Are PWAs Finally Returning to Key ASO Roles?

As major AIDS organizations increasingly prize fundraising skill as a requirement for board membership, the number of HIV positive leaders in key roles has dwindled. Some activists charge that this has sapped part of the urgency from the groups’ missions, hampering their ability to influence the nation’s AIDS agenda. Indeed, at the end of last year, only two of the 13 members of New York City’s Gay Men’s Health Crisis’ board were positive, and amfAR’s 25-member board included just one positive representative. Critics cheered in January, however, when the National Association of People With AIDS (NAPWA), the nation’s oldest AIDS organization, named the openly positive Frank Oldham Jr. as its new executive director. “I’m an African-American gay man with HIV, and I understand those life experiences.
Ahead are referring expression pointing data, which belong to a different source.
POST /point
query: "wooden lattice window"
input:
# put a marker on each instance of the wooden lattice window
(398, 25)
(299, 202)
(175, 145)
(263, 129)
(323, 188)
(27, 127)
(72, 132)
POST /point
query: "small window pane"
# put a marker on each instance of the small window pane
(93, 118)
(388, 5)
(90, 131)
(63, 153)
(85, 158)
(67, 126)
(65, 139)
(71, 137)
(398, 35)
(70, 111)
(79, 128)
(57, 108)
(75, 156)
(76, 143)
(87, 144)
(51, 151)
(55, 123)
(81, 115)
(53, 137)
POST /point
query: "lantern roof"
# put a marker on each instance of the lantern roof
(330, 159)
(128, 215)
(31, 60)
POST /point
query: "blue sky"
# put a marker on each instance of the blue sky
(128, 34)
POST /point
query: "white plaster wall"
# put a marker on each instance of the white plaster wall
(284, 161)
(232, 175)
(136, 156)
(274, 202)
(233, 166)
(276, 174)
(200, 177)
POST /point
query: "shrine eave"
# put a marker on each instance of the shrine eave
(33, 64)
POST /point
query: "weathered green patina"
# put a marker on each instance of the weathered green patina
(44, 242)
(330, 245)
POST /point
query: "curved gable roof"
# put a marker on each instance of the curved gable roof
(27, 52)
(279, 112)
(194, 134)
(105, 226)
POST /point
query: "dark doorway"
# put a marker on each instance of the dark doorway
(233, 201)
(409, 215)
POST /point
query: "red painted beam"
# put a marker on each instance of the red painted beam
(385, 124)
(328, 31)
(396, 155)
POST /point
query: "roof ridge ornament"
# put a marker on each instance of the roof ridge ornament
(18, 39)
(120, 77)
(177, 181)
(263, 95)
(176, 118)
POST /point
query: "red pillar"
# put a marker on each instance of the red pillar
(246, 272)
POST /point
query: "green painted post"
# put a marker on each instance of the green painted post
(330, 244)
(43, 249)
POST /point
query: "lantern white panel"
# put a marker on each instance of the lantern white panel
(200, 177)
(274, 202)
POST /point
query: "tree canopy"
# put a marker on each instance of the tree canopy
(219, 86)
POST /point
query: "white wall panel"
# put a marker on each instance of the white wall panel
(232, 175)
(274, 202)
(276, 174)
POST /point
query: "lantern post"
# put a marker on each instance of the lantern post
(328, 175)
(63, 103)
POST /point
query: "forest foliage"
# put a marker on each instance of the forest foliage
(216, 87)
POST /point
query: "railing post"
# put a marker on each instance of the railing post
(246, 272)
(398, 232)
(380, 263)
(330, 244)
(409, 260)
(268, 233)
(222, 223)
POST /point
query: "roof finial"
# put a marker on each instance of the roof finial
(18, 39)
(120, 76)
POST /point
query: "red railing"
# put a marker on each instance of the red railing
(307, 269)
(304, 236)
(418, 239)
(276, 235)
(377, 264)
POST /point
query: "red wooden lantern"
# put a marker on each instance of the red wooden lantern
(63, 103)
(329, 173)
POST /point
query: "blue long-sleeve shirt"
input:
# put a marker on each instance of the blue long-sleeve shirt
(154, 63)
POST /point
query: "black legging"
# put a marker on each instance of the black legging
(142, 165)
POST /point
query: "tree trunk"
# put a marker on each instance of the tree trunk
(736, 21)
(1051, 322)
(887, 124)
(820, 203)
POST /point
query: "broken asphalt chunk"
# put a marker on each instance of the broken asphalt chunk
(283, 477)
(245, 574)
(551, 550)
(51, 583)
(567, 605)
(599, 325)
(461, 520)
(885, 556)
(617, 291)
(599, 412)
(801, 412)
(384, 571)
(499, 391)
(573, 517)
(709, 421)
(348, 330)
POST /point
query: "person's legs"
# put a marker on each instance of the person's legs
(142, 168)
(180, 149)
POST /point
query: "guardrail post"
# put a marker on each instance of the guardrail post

And that is an important voice to have,” says Oldham. “We are allowing AIDS to be normalized like homelessness and poverty. We must reinvigorate the grassroots movement, and PWAs must be involved on every level of AIDS advocacy.”

Unlike most AIDS orgs, NAPWA requires that positive people constitute a majority of its board—currently only one member is negative. Also, Whitman Walker Clinic in DC announced in February that its clients—most of whom have HIV—would fill half the seats on its board. Seems like a positive turn.